第20ステージは、ラ・カラオラからコジャド・デル・アルグアシルまでの186.8km。最大の特徴は、その厳しさだ。獲得標高は実に4,849mに達し、コース上には複数の登りが連続する。

そして最後に待っているのが、コジャド・デル・アルグアシル。8.3kmで平均勾配9.8%という非常に厳しい最終登坂であり、総合優勝を狙う選手にとって最後の大きな試練となる。

ラ・ブエルタ公式サイトでも、この登りを総合優勝を争う選手にとって「最後の大きな挑戦」と位置づけている。

マスにとって、第19ステージの走りは大きな自信になるはずだ。

最後の1級山岳ペニャス・ブランカスでは、Red Bull – BORA – hansgroheが早い段階からプレッシャーをかけ、最後にはログリッチが攻撃した。

それでもマスは冷静だった。無理に反応して自分からペースを上げることもなく、ログリッチの動きをしっかりと封じた。

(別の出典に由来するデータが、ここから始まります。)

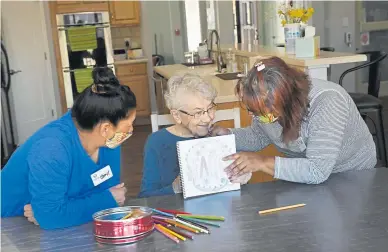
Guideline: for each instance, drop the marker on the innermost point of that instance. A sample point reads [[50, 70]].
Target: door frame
[[50, 75]]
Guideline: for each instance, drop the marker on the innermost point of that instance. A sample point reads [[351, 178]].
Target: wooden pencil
[[168, 235], [173, 228], [173, 233], [280, 208]]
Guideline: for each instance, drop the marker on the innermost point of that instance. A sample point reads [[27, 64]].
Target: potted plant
[[292, 19]]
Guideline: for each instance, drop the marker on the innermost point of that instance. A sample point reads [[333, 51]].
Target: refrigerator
[[85, 43]]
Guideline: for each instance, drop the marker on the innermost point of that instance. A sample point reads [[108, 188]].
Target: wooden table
[[347, 213]]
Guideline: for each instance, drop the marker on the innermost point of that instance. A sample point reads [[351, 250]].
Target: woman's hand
[[218, 131], [29, 214], [246, 162], [118, 192]]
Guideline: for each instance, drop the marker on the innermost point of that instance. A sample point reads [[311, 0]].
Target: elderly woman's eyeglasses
[[199, 114]]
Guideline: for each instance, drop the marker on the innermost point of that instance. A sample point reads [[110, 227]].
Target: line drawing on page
[[202, 161]]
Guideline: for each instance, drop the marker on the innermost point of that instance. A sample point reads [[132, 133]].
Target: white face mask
[[117, 139]]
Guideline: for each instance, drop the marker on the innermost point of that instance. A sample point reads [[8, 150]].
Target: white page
[[201, 165]]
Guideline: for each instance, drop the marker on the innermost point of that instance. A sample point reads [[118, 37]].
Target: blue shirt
[[52, 172], [161, 165]]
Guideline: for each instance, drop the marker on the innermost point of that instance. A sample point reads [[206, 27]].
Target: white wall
[[224, 21], [161, 18]]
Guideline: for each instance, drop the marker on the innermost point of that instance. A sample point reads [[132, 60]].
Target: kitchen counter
[[325, 58], [131, 61], [225, 88]]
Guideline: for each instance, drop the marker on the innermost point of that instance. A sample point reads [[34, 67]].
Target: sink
[[229, 76], [196, 64]]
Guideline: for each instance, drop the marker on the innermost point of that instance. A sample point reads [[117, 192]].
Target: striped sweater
[[333, 138]]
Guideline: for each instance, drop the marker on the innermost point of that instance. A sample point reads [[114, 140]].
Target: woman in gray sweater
[[314, 123]]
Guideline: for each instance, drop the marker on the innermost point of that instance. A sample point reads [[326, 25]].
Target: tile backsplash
[[119, 34]]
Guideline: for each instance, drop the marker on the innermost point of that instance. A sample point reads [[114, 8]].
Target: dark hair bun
[[105, 81], [104, 100]]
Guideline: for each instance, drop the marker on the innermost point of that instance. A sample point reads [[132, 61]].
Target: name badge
[[101, 175]]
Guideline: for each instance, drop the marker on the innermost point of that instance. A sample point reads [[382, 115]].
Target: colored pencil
[[200, 221], [192, 226], [193, 223], [159, 217], [171, 211], [172, 232], [162, 222], [168, 235], [175, 229], [281, 208], [163, 213], [204, 217], [178, 231], [126, 216], [176, 224]]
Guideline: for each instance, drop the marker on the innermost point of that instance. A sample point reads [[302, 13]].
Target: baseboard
[[363, 88]]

しかも、マスは第18ステージの個人タイムトライアルでも大きなダメージを受けなかった。ログリッチがタイムを取り戻したものの、マスは1分37秒のリードを維持している。

 

もう、ログリッチにとって、第20ステージは攻撃するしかない。

1分37秒という差は、通常の山岳ステージなら大きなリードだ。しかし、獲得標高4,849mという過酷なコースでは、ひとつの登りで状況が大きく変わる可能性がある。

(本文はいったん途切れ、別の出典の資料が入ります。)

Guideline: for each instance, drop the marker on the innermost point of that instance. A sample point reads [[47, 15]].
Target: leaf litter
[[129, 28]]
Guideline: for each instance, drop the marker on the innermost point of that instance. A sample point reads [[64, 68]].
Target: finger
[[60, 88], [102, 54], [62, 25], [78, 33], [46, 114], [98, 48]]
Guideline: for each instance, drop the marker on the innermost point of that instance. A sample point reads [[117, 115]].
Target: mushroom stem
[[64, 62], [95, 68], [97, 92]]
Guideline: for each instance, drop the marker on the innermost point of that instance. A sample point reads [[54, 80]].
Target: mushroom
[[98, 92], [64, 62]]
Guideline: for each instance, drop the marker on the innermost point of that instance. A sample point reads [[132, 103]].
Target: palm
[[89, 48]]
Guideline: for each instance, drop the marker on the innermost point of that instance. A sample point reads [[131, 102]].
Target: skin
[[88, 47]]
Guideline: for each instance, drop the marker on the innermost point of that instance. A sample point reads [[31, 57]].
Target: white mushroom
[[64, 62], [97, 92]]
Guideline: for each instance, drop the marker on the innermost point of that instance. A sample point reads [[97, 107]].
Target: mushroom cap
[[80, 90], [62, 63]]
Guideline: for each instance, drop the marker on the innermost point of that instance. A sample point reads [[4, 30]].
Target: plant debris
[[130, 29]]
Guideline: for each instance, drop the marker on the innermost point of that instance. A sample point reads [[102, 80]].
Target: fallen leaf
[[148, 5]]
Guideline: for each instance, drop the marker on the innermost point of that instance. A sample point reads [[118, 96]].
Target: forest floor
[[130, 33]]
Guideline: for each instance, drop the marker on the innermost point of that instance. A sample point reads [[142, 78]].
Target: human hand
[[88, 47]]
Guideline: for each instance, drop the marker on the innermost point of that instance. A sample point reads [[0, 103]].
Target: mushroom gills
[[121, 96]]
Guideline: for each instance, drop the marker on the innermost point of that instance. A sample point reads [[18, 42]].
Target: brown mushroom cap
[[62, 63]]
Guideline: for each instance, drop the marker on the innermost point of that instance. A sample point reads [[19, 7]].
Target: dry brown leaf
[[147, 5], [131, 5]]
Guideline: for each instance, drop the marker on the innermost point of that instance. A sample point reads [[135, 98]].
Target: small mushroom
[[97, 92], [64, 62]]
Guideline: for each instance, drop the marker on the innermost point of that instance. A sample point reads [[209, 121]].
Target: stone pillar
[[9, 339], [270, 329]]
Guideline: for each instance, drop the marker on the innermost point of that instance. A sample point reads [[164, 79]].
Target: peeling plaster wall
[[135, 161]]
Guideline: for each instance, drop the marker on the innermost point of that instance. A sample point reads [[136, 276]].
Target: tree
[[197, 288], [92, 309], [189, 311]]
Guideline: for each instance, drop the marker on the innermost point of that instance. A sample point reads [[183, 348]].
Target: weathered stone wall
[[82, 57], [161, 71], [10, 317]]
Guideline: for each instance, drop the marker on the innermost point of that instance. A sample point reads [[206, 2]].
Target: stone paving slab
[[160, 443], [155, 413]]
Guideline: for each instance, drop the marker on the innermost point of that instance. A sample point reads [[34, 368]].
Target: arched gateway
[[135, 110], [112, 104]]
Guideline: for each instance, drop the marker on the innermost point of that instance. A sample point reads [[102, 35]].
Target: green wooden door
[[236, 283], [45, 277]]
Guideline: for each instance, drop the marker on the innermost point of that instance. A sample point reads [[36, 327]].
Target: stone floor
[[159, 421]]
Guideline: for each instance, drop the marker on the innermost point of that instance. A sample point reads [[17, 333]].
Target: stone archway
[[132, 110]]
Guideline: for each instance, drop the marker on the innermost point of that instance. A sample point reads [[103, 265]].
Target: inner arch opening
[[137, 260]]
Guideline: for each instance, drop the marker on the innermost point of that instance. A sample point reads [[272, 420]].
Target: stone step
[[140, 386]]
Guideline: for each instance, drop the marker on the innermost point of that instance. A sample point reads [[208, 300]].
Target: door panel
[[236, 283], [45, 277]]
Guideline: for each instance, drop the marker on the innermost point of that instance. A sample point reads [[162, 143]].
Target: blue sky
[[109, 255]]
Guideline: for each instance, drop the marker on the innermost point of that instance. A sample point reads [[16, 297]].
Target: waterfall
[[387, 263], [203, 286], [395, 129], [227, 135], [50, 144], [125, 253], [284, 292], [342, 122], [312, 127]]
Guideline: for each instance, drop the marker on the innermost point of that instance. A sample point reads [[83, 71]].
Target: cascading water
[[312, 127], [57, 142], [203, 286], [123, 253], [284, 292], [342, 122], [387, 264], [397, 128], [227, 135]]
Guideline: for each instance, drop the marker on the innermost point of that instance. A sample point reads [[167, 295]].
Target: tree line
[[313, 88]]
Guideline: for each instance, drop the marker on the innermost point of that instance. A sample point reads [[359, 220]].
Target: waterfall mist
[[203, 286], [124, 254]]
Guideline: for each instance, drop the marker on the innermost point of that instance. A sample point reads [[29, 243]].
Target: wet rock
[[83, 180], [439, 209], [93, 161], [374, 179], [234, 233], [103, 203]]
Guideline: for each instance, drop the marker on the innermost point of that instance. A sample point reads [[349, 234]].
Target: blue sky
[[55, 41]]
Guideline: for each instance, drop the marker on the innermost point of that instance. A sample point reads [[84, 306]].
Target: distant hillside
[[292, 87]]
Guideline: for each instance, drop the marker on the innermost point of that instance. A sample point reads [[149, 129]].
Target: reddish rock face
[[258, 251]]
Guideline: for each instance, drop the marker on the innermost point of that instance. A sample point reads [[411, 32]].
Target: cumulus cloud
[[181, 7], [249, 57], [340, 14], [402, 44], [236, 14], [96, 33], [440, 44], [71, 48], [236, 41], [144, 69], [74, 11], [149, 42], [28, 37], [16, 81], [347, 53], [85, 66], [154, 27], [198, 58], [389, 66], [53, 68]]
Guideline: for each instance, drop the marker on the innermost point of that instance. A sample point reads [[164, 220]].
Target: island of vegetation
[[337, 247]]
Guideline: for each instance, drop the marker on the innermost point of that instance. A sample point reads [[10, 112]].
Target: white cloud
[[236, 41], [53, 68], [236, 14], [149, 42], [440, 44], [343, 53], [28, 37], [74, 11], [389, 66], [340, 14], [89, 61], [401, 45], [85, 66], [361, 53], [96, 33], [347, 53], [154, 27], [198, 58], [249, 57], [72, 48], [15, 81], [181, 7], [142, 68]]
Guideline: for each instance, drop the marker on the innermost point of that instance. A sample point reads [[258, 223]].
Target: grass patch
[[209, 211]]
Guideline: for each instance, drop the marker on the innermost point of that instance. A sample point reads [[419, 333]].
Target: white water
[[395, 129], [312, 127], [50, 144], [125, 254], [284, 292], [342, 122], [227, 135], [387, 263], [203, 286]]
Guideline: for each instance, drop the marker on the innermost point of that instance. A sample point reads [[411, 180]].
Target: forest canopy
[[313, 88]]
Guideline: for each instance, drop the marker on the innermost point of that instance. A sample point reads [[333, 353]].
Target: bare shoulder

マスが一度でも苦しくなれば、ログリッチは一気に攻撃を仕掛けてくるだろう。

逆にマスが第19ステージと同じような強さを見せれば、ログリッチにとっては1分37秒を削り切るのは極めて難しくなる。

さらに総合3位のフェリックス・ガルも、マスから3分以上遅れているとはいえ、山岳で動けばレースを複雑にする存在だ。

エンリク・マスにとって重要なのは、攻撃することではない。最後まで冷静にライバルをマークし、自分のペースを守ることだ。

 

 

第19ステージ後、マスは「あと1日」という意味のコメントを残した。

その「あと1日」が、いよいよやって来る。

これまで何度もブエルタの表彰台に上がりながら、総合優勝には届かなかったエンリク・マス。今大会では、タデイ・ポガチャルのリタイア後にマイヨロホを手にし、その後は強敵たちの攻撃を何度も耐えてきた。

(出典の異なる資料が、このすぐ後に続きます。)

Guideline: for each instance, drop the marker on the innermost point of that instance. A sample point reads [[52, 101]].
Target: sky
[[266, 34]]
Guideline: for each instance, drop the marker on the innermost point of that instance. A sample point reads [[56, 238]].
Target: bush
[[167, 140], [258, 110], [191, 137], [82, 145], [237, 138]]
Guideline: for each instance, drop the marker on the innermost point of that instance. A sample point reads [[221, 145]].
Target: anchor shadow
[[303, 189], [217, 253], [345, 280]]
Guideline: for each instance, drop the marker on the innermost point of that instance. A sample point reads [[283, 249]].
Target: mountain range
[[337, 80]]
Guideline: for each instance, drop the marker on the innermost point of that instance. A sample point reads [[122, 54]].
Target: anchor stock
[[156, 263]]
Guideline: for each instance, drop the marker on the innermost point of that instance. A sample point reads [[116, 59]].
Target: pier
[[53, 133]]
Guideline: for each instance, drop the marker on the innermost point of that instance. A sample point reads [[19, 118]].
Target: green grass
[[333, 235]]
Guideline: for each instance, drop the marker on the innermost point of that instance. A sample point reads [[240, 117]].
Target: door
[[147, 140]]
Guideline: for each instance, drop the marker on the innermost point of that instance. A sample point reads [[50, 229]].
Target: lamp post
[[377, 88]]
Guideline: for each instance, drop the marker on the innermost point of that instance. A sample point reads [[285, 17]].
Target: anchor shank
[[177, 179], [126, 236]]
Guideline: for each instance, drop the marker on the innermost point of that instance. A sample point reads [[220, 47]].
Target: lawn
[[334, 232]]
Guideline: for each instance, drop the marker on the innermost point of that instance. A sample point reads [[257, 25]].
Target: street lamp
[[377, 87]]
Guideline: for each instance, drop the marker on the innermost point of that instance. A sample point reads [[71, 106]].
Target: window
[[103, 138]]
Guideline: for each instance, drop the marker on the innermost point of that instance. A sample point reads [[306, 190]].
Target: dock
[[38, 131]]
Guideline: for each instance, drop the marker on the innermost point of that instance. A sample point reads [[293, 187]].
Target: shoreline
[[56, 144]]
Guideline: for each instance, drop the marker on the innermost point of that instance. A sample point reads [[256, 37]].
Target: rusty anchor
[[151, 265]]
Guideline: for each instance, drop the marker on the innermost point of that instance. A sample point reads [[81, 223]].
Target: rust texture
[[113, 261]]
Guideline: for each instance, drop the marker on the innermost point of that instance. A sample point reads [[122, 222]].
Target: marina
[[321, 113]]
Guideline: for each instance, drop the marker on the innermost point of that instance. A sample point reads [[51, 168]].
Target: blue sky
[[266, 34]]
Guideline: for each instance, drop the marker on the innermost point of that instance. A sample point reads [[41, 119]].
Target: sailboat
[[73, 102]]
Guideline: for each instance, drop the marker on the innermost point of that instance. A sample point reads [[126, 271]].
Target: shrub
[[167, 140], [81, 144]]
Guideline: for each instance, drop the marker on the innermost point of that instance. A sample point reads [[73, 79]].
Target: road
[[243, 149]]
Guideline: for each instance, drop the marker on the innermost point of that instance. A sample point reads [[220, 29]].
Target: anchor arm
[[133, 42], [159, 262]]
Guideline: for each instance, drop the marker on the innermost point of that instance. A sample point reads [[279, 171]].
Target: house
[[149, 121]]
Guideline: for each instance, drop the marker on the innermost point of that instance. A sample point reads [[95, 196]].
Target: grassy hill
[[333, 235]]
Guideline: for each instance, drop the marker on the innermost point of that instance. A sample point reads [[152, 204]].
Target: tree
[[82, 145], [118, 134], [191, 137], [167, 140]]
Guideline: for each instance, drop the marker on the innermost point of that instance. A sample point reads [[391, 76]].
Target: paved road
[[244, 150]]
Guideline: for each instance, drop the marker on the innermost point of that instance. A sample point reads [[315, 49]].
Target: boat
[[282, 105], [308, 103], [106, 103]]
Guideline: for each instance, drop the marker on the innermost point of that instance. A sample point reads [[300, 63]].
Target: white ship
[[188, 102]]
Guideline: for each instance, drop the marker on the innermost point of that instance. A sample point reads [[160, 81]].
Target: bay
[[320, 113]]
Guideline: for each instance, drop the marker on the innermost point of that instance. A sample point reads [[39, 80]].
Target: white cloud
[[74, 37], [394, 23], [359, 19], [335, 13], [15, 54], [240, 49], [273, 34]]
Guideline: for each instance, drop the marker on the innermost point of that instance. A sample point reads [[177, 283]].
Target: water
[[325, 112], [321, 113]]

そして今、残されたのは186.8km、獲得標高4,849mの最後の山岳決戦だ。

第19ステージのようにログリッチの攻撃をかわすことができるのか。それとも、アルグアシル峠でレースの勢力図が一気に変わるのか。

1分37秒。

数字だけを見ればマスが圧倒的に有利だが、第20ステージを終えるまで、マイヨロホが確定するわけではない。

エンリク・マスは、この最後の試練をしのぎ切ることができるのか。注目の最終決戦となる。